As the adoption of smartphones and tablets grows exponentially, one of the biggest challenges facing corporate IT organizations is not the threat of losing the device – likely owned by the employee – but the threat of a targeted attack stealing sensitive corporate data stored on these mobile devices. As a first line of defense, an increasing number of companies rely on Mobile Device Management software and Secure Container solutions to secure and manage corporate data accessed from these mobile devices. However, a recent analysis conducted by Lacoon Mobile Security – presented a few weeks ago at the BlackHat conference in Amsterdam – shows that the leading secure container solution Good Technology can be breached and corporate email stolen from Apple iOS and Android devices.

Lacoon CEO Michael Shaulov, spoke with me about the shocking results of this research and made it clear that no matter what MDM software you deploy, you are in danger. MDM and Secure Containers depend on the integrity of the host system. “Ask yourself: If the host system is uncompromised, what is the added value? If the host system is in-fact compromised, what is the added value? We’ve been through this movie before”, referring to the underlying endpoint management philosophy inherited from the previous PC era.

In their presentation “Practical Attacks against Mobile Device Management (MDM)”, Michael Shaulov and Daniel Brodie, Security Researcher, explain the details of how they penetrated the Good Technology container to exfiltrate sensitive corporate email – Good Technology did not respond to my request for comment:

Android 4.0.4 device – Samsung Galaxy S3:

1. The attacker creates a “two-stage” application which bypasses the market’s malicious app identification measures such as Google Bouncer or other mobile application reputation systems. The app is then published on Google Play or other legit Android appstores. By using the “two-stage” technique, the attacker can publish a seemingly innocent application and, once the victim installs the app, the app itself refers to the malicious code which is then downloaded.

2. The app exploits a mobile OS vulnerability which allows for privilege escalation. For example, the vulnerability in the Exynos5 chipset released in December 2012 that affects the drivers used by camera and multimedia devices.

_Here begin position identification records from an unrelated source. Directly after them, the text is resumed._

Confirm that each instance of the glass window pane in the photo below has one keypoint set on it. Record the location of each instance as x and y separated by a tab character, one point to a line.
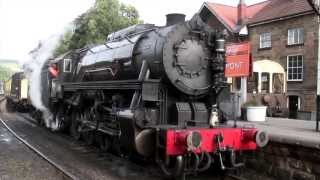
278	83
301	34
290	62
299	70
294	76
299	76
294	63
295	70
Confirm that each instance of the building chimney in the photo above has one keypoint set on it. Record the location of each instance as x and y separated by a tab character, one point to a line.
242	13
175	18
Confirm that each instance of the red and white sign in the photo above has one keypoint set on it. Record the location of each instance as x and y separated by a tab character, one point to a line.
238	60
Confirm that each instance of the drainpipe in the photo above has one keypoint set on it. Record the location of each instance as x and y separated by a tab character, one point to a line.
318	79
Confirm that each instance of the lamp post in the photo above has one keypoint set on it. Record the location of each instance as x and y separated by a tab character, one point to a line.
315	4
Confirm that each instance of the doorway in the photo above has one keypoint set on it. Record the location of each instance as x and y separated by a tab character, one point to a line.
293	106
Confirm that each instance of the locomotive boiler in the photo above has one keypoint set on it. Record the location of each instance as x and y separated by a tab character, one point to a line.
152	92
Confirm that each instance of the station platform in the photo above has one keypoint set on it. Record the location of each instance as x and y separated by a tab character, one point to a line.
287	131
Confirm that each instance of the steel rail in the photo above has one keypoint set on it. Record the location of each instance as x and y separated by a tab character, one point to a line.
57	166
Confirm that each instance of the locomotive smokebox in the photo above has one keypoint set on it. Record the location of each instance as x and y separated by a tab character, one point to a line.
175	18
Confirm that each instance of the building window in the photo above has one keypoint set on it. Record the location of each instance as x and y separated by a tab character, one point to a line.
295	68
265	82
278	83
265	40
252	86
295	36
67	65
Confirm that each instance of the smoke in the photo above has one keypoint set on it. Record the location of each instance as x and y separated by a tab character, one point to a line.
32	68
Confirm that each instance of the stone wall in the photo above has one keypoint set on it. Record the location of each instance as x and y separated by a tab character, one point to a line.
279	51
283	162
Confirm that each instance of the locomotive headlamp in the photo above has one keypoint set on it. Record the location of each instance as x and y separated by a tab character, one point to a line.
220	45
214	116
194	140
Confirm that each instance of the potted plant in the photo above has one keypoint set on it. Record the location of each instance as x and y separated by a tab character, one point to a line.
255	111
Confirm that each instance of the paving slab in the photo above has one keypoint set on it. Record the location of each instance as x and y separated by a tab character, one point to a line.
291	131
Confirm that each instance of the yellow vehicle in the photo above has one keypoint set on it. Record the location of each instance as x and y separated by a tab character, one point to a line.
16	91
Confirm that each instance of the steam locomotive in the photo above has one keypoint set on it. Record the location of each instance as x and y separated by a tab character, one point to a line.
151	92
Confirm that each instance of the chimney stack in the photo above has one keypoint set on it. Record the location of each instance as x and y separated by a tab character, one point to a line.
242	13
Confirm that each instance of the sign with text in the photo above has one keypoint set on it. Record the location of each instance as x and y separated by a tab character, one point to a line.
238	60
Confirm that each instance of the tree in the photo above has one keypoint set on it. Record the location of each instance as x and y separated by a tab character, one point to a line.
93	27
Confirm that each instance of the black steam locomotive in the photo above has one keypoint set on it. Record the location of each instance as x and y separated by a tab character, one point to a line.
151	92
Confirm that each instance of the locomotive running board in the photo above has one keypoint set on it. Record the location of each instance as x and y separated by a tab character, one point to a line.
127	84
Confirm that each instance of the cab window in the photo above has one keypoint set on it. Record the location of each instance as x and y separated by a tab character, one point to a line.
67	66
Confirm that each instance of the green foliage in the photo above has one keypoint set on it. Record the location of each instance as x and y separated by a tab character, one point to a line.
93	27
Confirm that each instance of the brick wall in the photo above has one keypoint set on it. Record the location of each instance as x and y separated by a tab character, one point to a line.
306	89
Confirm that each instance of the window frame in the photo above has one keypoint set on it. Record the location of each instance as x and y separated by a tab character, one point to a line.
302	72
64	65
300	36
262	40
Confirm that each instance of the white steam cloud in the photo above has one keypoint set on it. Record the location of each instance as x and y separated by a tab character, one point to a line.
32	68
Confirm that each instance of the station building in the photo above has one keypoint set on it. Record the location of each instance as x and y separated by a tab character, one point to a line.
284	38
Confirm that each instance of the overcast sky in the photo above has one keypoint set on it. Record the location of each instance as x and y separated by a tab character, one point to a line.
23	23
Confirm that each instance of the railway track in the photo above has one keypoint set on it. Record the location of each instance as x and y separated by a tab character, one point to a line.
233	177
92	161
64	172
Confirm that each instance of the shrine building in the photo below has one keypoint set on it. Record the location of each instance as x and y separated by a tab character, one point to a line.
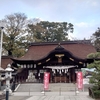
62	60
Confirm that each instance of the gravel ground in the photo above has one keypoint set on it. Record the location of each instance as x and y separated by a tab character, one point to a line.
18	97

3. The malware creates a hidden ‘suid’ binary and uses it for privileged operations, such as reading the mobile logs, as discussed in the next step. The file is placed in an execute-only directory (i.e. –x–x–x), which allows it to remain hidden from most MDM root detectors.

4. The malware listens to events in the ‘adb’ logs. These logs, and their corresponding access permissions, differ between Android versions. Note that for Android version 4.0 and higher root permissions are required in order to read the logs.

5. The malware waits for a log event that signifies that the user is reading an email.

6. The malware dumps the heap using /proc//maps and /mem. Accordingly, it can find the email structure, exfiltrate it and send it home – perhaps uploading it to an unsuspected DropBox account.

Apple iOS 5.1 device – iPhone:

Malware targeting iOS based devices needs to first jailbreak the device, and then installs the container-bypassing software.

1. The attacker installs a signed application on the targeted device, through the Enterprise/ Developer certificate. This may require physical access but there are known instances when this has done remotely.

2. The attacker uses a Jailbreak exploit in order to inject code into the secure container. The Lacoon researchers used the standard DYLD_INSERT_LIBRARIES technique to insert modified libraries into the shared memory. In this manner, their (signed) dylib are loaded into memory when the secure container executes.

3. The attacker removes any trace of the Jailbreak.

4. The malware places hooks into the secure container using standard Objective-C hooking mechanisms.

5. The malware is alerted when an email is read and pulls the email from the UI elements of the app.

6. Finally, the malware sends every email displayed on the device to the remote command and control server.

The analysis performed by the Lacoon analysts exposes the security limitation of the secure container approach. Shaulov believes that MDM provides management, not absolute security. It is beneficial to separate between business and personal data in a BYOD scenario. Its main use case is the selective remote wipe of enterprise content and Copy & Paste prevention.

Secure containers rely on different defense mechanisms to protect the corporate data. Generally these include iOS jailbreaking and Android rooting detection, prevention of the installation of applications from third-party markets in order to protect against malware and, most importantly, data encryption. However, these measures can be bypassed. On one hand there is a quite active community involved in jailbreaking/rooting efforts. On the other hand the jailbreaking/rooting detection mechanisms are quite restricted – see for example xCon, a free iOS app to defeat jailbreak detection. Usually, checks are performed only against features that signify a jailbroken/rooted device. For example, the presence of Cydia, a legit iOS app which allows the downloading of third party applications not approved by Apple, or the SU tool used on Android to allow privileged operations. More importantly, there are no detection mechanisms for exploitation. So even if the secure container recognizes a jailbroken/rooted device, there are no techniques to detect the actual privilege escalation.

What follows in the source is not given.